Dopo un arresto cardiaco, è importante aiutare il corpo a recuperare nel modo migliore possibile. Uno dei trattamenti usati è il raffreddamento controllato del corpo, chiamato ipotermia terapeutica, per proteggere il cervello. Questo testo spiega i risultati di uno studio che ha confrontato due livelli di raffreddamento per capire quale sia più utile.

Che cos'è l'ipotermia terapeutica dopo un arresto cardiaco

Quando una persona ha un arresto cardiaco e viene rianimata, può rimanere incosciente. In questi casi, il rischio di morte o di danni al cervello è alto. Per aiutare a ridurre questi rischi, i medici usano l'ipotermia terapeutica, cioè raffreddano il corpo a una temperatura controllata.

Lo scopo è evitare la febbre, che può peggiorare i danni cerebrali.

Lo studio confrontato

Uno studio internazionale ha coinvolto 950 adulti che erano rimasti incoscienti dopo un arresto cardiaco avvenuto fuori dall'ospedale. Questi pazienti sono stati divisi in due gruppi:

  • Un gruppo è stato raffreddato a 33°C, una temperatura più bassa.
  • L'altro gruppo è stato mantenuto a 36°C, una temperatura più vicina a quella normale ma comunque controllata per evitare la febbre.

Risultati principali

Lo studio ha valutato due aspetti:

  • La mortalità (quante persone sono morte) fino alla fine dello studio.
  • Un insieme di risultati che includevano la morte e la presenza di deficit neurologici (danni al cervello) a 180 giorni dal trattamento.

Alla fine, i risultati sono stati molto simili tra i due gruppi:

  • Il 50% delle persone raffreddate a 33°C è morto, contro il 48% di quelle a 36°C.
  • Il 54% del gruppo a 33°C è morto o ha avuto problemi neurologici, contro il 52% del gruppo a 36°C.

Queste differenze non sono risultate statisticamente significative, cioè potrebbero essere dovute al caso.

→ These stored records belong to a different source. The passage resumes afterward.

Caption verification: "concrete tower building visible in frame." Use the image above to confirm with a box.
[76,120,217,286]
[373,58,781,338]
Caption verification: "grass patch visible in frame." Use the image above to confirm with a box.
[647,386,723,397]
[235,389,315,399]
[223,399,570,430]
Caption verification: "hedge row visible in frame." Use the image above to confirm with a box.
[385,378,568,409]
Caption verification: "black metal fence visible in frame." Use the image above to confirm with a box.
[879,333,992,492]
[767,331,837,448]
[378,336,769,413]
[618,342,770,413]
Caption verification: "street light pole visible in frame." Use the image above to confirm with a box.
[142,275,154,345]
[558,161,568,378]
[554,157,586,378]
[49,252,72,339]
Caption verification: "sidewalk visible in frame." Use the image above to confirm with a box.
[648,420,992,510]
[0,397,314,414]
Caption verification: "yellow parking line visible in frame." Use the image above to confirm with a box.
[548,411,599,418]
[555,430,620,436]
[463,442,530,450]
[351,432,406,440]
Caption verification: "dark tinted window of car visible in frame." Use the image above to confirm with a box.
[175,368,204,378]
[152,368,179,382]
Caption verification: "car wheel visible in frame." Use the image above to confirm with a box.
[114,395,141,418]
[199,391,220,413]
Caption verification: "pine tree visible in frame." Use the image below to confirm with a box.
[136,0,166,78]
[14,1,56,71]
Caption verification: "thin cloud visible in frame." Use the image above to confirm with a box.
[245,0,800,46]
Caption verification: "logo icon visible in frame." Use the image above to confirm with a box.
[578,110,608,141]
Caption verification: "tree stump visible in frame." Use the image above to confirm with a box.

Cosa significa questo per i pazienti

Il raffreddamento a 33°C non ha mostrato un beneficio maggiore rispetto al raffreddamento a 36°C. Entrambe le temperature aiutano a prevenire la febbre e i danni al cervello, ma non c’è evidenza che una sia migliore dell’altra.

In conclusione

Per le persone che rimangono incoscienti dopo un arresto cardiaco e vengono rianimate, mantenere una temperatura controllata è importante. Tuttavia, abbassare la temperatura in modo drastico a 33°C non offre vantaggi rispetto a una temperatura più mite di 36°C. Questo aiuta i medici a scegliere il trattamento più adatto, basandosi su evidenze scientifiche.